3) La questione dell'Egitto. I militari sono al potere, in Egitto, dal 1952, anno in cui il giovane re filo-albionico ha abbandonato e se n'è andato a vivere in Europa in cambio di un ricco vitalizio (concessogli dai militari stessi). Nel 1953 è stato raggiunto dal figlioletto perchè i militari hanno abolito anche la monarchia costituzionale. I militari egiziani di oggi, cioè gli "eredi" dei Liberi Ufficiali di Naguib e Sadat, si sono semplicemente ripresi il potere ("vendicando" Tantawi) temporaneamente occupato dai pessimi fratelli mussulmani. L'Egitto è sicuramente importante, ma non decisivo a livello mondiale. E' importante per il cosiddetto mondo arabo, del quale costituisce ancora oggi la prima potenza, il centro, il discrimine fra Magrheb (occidente)e Mashrek (oriente).

Cari saluti

Eugenio Orso

Simone ha detto...

@ Eugenio

L'analisi che ho fatto è abbastanza precisa e indicavo come migliori motivi di fiducia più la resistenza esterna che quella interna. All'interno noto appunto i segni di un arrabbiatura di chi non si sente più tanto sicuro perché, come in questo caso, non ci si riesce più a imporre all'esterno.

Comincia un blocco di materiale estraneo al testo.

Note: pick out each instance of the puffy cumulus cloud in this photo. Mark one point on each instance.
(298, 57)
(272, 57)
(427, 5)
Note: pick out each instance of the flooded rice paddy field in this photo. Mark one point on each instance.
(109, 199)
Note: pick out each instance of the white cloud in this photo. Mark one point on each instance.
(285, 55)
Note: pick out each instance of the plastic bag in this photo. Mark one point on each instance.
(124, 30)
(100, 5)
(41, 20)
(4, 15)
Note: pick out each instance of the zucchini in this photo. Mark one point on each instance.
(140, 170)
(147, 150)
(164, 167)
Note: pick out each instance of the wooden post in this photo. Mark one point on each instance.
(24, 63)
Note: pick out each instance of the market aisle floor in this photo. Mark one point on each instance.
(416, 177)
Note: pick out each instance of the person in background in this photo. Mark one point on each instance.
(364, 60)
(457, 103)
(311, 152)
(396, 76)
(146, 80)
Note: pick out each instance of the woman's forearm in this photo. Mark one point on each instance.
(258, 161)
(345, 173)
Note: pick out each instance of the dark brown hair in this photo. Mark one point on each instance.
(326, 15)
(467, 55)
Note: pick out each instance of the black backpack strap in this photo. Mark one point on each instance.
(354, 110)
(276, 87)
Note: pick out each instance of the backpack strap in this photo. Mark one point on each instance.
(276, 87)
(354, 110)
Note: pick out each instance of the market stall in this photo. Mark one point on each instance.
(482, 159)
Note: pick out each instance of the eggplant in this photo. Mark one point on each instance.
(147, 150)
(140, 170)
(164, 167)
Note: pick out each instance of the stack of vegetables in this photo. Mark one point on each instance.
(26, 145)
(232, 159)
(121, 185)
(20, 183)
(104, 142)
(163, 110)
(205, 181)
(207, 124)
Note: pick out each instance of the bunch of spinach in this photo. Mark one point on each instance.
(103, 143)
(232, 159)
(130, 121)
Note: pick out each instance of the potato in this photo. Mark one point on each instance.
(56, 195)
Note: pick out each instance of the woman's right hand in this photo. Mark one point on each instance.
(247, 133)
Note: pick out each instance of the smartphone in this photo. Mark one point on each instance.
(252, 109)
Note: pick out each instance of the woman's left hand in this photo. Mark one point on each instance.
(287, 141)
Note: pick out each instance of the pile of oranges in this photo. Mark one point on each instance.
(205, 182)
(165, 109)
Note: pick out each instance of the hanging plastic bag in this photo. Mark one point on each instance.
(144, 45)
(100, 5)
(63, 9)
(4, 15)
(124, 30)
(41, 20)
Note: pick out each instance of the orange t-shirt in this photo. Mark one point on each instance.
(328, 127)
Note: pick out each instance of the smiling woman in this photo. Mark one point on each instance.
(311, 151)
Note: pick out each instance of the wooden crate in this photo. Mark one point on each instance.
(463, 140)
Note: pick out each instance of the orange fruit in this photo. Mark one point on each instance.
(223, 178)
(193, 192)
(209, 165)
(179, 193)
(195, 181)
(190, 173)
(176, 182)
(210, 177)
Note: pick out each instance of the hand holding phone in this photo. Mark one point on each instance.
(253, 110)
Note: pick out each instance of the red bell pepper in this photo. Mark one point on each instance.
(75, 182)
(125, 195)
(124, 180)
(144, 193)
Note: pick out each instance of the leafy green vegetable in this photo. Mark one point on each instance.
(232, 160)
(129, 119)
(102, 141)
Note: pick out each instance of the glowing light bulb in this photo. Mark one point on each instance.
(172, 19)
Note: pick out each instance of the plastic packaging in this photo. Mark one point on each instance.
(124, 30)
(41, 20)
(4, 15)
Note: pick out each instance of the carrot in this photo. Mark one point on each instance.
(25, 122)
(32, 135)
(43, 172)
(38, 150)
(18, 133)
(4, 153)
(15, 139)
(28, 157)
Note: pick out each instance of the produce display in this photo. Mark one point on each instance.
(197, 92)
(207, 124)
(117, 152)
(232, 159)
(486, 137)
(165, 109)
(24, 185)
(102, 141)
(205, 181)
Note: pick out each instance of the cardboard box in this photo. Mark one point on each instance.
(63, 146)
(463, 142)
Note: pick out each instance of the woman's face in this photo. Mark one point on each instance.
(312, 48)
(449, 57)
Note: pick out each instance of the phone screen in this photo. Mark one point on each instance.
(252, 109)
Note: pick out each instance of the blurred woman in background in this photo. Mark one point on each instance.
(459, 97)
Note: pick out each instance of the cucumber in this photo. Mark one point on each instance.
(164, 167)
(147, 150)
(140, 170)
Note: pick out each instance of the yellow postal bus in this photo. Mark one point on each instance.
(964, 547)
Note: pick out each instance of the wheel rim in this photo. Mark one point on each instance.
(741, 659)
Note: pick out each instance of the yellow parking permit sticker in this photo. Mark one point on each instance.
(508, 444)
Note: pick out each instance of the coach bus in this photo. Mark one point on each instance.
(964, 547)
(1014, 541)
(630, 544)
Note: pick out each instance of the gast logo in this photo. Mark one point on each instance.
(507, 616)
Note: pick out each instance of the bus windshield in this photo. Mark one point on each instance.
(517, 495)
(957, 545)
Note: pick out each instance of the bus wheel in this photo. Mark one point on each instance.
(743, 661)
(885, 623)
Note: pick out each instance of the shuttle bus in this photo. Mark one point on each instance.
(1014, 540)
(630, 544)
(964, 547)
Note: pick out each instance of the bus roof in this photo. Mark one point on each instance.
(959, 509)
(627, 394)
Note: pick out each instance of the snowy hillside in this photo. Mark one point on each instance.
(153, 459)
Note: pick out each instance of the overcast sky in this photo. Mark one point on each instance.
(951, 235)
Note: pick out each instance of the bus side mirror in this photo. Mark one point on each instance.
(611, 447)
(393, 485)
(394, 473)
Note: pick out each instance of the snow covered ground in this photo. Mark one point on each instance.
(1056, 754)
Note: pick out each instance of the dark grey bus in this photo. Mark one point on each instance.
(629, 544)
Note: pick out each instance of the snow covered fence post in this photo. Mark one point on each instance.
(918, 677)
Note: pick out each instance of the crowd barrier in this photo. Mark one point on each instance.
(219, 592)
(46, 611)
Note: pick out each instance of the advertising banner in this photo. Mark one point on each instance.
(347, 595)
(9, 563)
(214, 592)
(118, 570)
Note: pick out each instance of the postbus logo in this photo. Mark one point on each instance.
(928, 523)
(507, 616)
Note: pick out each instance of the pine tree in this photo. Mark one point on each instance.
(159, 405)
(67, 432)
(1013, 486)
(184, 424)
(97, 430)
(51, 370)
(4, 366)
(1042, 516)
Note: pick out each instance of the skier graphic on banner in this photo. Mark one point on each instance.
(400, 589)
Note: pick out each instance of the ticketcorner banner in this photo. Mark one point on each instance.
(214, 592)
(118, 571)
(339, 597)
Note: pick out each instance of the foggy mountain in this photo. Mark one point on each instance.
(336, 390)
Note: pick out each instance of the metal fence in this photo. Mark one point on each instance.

Per quanto riguarda la Cina dobbiamo chiarire che anti-NOM non significa necessariamente "buono", al limite "utile". La Cina incarna oggi un modello capitalista con dirigismo statale e globalizzazione quale vettore della propria influenza economica nel mondo e in questo le premesse lasscerebbero intravedere una sua diarchia con gli USA. Per certi aspetti quanto detto sulla Cina vale anche per la Russia di Putin che non è per noi certo un modello politico da imitare. Ma mquesti paesi hanno una caratteristica che l'Occidente non ha: la SOVRANITA'.
Nessuno dice a Pechino, o a Mosca, quale deve essere l'agenda politica da seguire perché in quei paesi la politica ha ancora il primato. Fino a quando questo starà in piedi ci sarà la possibilità che in Cina (e, ripeto, in Russia) salga al potere un governo di nuovo tipo magari di posizioni antagoniste simili alle nostre. Questo, in Europa o negli USA, non puà strutturalmente accadere per le ragioni che sappiamo.

Sull'Egitto, come indicavano settimane fa gli amici di Stato & Potenza, spesso esistono anche le contraddizioni ed ecco che l'esercito, tradizionale alleato degli USA, dopo una defecazione colorata a guida americana prende il potere e inizia a fare mosse filo-russe proprio mentre gli USA si impantanano nell'area anche sulla questione siriana: qualcosa deve pur dire.
Se l'Asse della Resistenza, Iran-Siria-Hezbollah guadagnasse anche l'Egitto contro i camerieri di israele, Arabia Esaurita, Qatar e compagnia bella, i giochi si farebbero estremamente interessanti.